Be Kind to Your Election Workers
Before I continue, I should mention that election workers are there all day. It’s one shift. We start before 6 AM, and stay until after everyone who was in line when the polls closed at 8 PM have voted and until we finish all of close-out duties. It ends up being about a 16 hour shift, with quick breaks only when nature calls and to throw a little nourishment down our gullets.
This particular day, about an hour before the polls closed, I got up to go to the bathroom. I was astounded to see how long the line was. On my return trek back to the voting room, as I rounded the corner, there, finally, was Renee standing at the end of the horrifically long, silent, line.
‘Bout Time You Got Here
I grabbed her arm and screeched, “’BOUT TIME YOU GOT HERE, LADY!” She, and about 50 other people all turned to look at me when I realized it was NOT Renee, but an impostor! This doppelganger was a dead ringer for Renee.
I was mortified but tried to make it seem like I was just being friendly. “I’m glad all of you made it here to vote.” And then I quickly returned to my seat to assume my position of scanning in driver’s licenses.
I did not say anything to my daughter, mostly because we were slamming busy with last minute voters and there was no time for chit chat, but also because I was trying to pretend that what just happened, never happened.
Slap Happy Stage
Good voter turnout is a lovely site to see for democracy, but it’s tough on the election workers. This particular day as it was nearing 8 PM, my daughter and I were starving and exhausted. We had definitely entered Slap Happy stage. The voters were also weary, hungry, and frustrated from standing in line so long.
About 30 minutes after I had returned from my mistaken identify faux pas, my daughter looked left into the hallway outside the multipurpose room where we were set up, to try to determine how many voters still needed to vote. Unexpectedly she bellowed, “RENEE IS HERE! RENEE IS HERE!”
Voter’s heads started to pop up from the secrecy booths like a game of whack-a-mole, as they looked around to see what the commotion was about.
I immediately grabbed my daughter’s arm and started Shhhhhh-ing her. “That’s not Renee.” “Yes it is, there she is.” RENEE IS HERE!” “No honey, it’s not. I just made the same mistake when I went to the bathroom. It’s not her.”
Like mother, like daughter. My mini-me was also embarrassed at the blunder. It was a good thing that I had just returned from the water closet because I started laughing so hard, I would have surely peed. Both of us were almost hyperventilating as we giggled our guts out. We were still attempting to be professional while issuing ballots to the not-so-amused awaiting voters standing directly in front of us.
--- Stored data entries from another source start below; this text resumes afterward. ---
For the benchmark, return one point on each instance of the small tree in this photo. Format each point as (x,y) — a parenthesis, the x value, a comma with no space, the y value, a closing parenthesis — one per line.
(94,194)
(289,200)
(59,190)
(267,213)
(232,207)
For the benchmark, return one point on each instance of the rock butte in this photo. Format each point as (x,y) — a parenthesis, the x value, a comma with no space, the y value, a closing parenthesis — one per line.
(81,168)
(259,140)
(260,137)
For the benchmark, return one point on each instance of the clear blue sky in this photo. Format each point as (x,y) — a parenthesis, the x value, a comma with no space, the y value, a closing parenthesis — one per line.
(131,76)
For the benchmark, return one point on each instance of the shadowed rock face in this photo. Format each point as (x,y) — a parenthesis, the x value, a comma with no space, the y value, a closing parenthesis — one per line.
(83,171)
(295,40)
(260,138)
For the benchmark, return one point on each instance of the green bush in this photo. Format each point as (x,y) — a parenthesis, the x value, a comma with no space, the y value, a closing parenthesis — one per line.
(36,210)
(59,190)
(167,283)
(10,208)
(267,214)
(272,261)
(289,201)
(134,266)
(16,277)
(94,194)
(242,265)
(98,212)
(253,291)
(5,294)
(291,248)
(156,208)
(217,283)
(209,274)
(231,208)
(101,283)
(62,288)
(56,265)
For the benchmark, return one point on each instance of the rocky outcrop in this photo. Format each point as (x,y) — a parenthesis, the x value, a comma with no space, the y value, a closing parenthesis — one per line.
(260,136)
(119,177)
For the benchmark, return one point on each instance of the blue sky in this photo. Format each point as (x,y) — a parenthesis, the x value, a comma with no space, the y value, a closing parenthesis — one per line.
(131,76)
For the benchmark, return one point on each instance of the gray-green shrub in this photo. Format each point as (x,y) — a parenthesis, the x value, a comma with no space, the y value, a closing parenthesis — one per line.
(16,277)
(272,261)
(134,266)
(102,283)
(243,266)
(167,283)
As the Renee-wannabe inched closer to us, we would get it together for a brief moment. But then one of us would whisper, “Renee is here” only to bust out laughing again.
When it was finally time for Phony Renee to get her ballot, all we could do was look at her with tears streaming down our cheeks and laugh. My daughter was the mature one who managed to say to her, “I’m sorry. You have a twin walking around. You look exactly like someone we know, and we thought you were her.”
I still couldn’t get it together, and had begun snort-laughing and gasping for air. She half-smiled and said, “Is that why you yelled at me in the hallway?” Gulp. So busted. I managed to nod and eke out, “I’m so sorry” but still could not stop laughing.
As for the real Renee? She never did make it. I trust she had something dire come up that prevented her from making it to the polls.
It wasn’t the first time I’ve had a case of mistaken identity, and I’m sure it won’t be the last; though this one may be the most memorable.
What about you? Fess up. You’ve done something similar before, right?